I also went through my manual tensioner again and came out with the same tension so I'm pretty sure I got it right. Has roughly half inch of play with all the slack pulled up between the two cams. Too loose? too tight?
Never use a torque wrench on 6mm bolts they will strip out. Most people don't know how to use a torque wrench which makes the problem worse. They also tend to buy a cheap torque wrench which isnt even close to being calibrated correctly. Tighten them by hand using a short 1/4" ratchet, you'll feel it when it's tight.
What type of allen head screws are those in the cam caps?
I just finished an overhaul of a KZ900 engine for a customer. Every cam cap bolt hole was stripped, the last "mechanic" who worked on it driiled holes all the way thru the head where he could and then installed long bolts with nuts. For the holes he couldn't drill thru he simply installed the bolts back in with large amounts of epoxy. Surprisingly it was running when I got it.
These engines are air cooled I read you let your fresh engine idle for 15 to 20 minutes at 2500 rpm? Please tell me you didn't do that.
Admittedly my in lb torque wrench is cheap, though I figured calibration wouldn't need to be spot on since I was so far from the FSM spec. They torqued down fine just apparently didn't have good enough threads to hold once they got some actual stress on them. Lesson learned I suppose.
They are 18-8 ss allen head bolts.
Hah that sounds like a jury-rigged engine right there.
I did, though in all honesty it probably wasn't that long. I didn't time it, but it hit 210 at the valve cover when I shut it off. If it's overheating you're worried about I had a big ol industrial fan pushing air over her and watched the temp with an ir thermometer. Just a full heat cycle to torque the head nuts down the rest of the way.

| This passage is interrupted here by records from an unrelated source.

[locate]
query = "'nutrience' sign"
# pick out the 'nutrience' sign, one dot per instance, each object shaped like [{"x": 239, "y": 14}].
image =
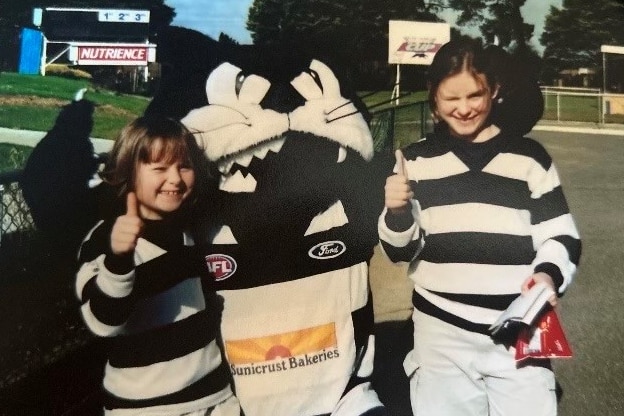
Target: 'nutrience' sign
[{"x": 112, "y": 54}]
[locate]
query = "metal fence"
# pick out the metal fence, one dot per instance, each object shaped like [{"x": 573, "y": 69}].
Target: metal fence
[
  {"x": 391, "y": 127},
  {"x": 16, "y": 221},
  {"x": 582, "y": 105}
]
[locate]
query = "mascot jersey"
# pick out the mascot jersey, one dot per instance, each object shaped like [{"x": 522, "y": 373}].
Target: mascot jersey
[{"x": 295, "y": 230}]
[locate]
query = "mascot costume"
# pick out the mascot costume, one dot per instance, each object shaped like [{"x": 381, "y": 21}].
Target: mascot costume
[{"x": 291, "y": 228}]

Overheating and thats hard on a new set of rings. New rings don't like heat and sitting there at 2500 rpm is a good way to glaze the cylinder up so the rings never bed in correctly. Bedding in new rings and pistons requires high cylinder pressure and most of the breakin on a rebuilt engine occurs in the first 10 to 20 minutes of engine start so sitting there at 2500 rpms at low cylinder pressures the rings simply glaze the cylinder walls.